Resistance to the IFN system was previously described for three members of Bunyaviridae family, CARV (Brinton et al., 1993), Rift Valey fever virus (Bouloy et al., 2001), and Bunyamwera virus (Weber et al., 2002, Léonard et al., 2006). Brinton et al. (1993), corroborating the results obtained by us, observed that CARV resisted antiviral action of immmunomodulators, such as IFN-α and IFN-β. However, the escape mechanism of CARV was not studied by the authors. Rift Valey fever and Bunyamwera viruses presented resistance to the IFN system associated with the non-structural protein NSs which is encoded during viral replication. This protein showed to be able to block the production of IFNα/β through the inhibition of transcription factors (Bouloy et al., 2001, Weber et al., 2002). Additionally, a recent study has demonstrated that the NSs protein is also able to inhibit the IFN response through the interaction with the MED8 component of Mediator, a protein complex necessary for mRNA production (Léonard et al., 2006). In our study, both cells and mice received high doses of exogenous IFN-α and a possible inhibition of the production of endogenous IFN-α by orthobunyaviruses would not be sufficient to block the antiviral effects derived from exogenous IFN-α. Moreover, it is known that Vero E6 cells have an IFN I gene deficiency and thus they are unable to express endogenous type I IFN (Mosca and Pitha, 1986). However, the IFN-dependent pathways are functional and can be activated by exogenously provided IFN (Mosca and Pitha, 1986). Thus, it is possible that the studied orthobunyaviruses present a escape mechanism similar to that recently described for Bunyamwera virus (Léonard et al., 2006), being able to inhibit the responses produced by IFN after association with the cell surface receptor. It would be interesting to further elucidate the escape mechanisms used by different bunyaviruses, especially those etiologically related to human diseases.

It is important to mention that the cytokines tested in this study are part of a large group of existing IFNs-α (Foster and Finter, 1998, Yeow et al., 1998). Therefore, we cannot affirm whether other IFNs-α would present a similar antiviral activity to that observed here. For instance, Tan et al. (2004) evaluated the in vitro antiviral activity of four types of IFN-α, Roferon®-A (IFN-α-2a), Intron A (IFN-α-2b), Wellferon (IFN-α-n1) and Alferon (IFN-α-n3), on SARS Coronavirus (SARS-CoV) and observed that only two out of them, Wellferon and Alferon, were able to inhibit the cytophatic effect caused by this virus in Vero E6 cell cultures. Mechanisms for explaining these differences in activity of IFNs-α are unknown. We may suppose that it could be related to distinct IFN-α sources because some preparations are derived from human lymphoblastoid or leukocyte cells, while other preparations are recombinantly produced in Escherichia coli or mammalian cell culture (Foster and Finter, 1998). In particular, the IFNs-α used in our experiments were the Roferon®-A and the IFN-αA, both produced in E. coli.
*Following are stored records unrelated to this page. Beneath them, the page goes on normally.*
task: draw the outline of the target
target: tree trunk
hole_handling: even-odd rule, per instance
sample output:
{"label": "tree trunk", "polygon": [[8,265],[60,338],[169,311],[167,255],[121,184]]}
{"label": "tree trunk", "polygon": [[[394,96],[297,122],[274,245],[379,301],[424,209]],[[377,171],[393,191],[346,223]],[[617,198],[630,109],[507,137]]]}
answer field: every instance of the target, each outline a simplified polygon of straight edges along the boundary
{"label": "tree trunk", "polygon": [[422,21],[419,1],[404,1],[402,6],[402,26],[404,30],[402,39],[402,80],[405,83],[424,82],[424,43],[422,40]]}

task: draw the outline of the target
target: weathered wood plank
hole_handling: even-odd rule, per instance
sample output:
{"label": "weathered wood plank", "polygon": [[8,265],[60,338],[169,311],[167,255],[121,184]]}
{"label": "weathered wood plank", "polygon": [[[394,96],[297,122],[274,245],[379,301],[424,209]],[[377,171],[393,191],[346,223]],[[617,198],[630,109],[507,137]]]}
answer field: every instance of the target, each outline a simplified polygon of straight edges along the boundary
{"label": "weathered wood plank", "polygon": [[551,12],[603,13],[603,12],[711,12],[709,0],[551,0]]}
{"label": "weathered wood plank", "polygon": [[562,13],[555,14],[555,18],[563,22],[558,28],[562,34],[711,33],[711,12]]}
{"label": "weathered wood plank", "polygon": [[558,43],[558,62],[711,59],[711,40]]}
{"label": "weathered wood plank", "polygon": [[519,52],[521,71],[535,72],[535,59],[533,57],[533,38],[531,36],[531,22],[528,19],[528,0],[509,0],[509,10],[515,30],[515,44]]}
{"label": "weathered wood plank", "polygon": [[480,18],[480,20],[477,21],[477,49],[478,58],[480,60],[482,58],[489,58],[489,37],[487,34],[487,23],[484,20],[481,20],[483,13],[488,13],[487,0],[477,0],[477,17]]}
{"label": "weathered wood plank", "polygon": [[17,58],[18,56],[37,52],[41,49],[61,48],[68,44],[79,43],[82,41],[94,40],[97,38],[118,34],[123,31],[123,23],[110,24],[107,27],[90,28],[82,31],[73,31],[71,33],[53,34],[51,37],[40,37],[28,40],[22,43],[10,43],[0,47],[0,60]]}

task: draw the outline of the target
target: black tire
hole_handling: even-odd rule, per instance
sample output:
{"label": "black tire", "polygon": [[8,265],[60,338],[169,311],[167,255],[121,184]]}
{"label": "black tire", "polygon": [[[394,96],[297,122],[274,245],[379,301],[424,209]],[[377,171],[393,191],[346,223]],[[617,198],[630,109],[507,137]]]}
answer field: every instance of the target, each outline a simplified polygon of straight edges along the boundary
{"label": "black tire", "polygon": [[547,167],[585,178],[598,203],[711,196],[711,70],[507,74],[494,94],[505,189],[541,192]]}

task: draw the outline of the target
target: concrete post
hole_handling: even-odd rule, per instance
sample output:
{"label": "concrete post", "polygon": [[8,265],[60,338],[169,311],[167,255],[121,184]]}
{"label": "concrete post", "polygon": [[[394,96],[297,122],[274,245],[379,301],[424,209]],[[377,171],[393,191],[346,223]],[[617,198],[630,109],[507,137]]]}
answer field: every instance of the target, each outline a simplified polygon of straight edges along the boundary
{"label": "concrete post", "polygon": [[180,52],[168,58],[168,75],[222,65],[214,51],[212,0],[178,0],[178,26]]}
In conclusion, our results demonstrated that the IFN-α presents in vitro antiviral activity on CARV, GMAV and TCMV, but this activity is limited and was not confirmed by in vivo experiments. Therefore, IFN-α-2a could not be considered a suitable therapeutic drug for illnesses caused by these viruses. However, IFN-α presented in vitro and in vivo prophylactic antiviral activities on OROV and GROV and also showed therapeutic antiviral action on GROV. Thus, IFN-α-2a could be potentially useful in the prevention of diseases caused by Oropouche virus and in the prevention and/or treatment of diseases caused by Guaroa virus, mainly during epidemics or after occurrence of a laboratory accident.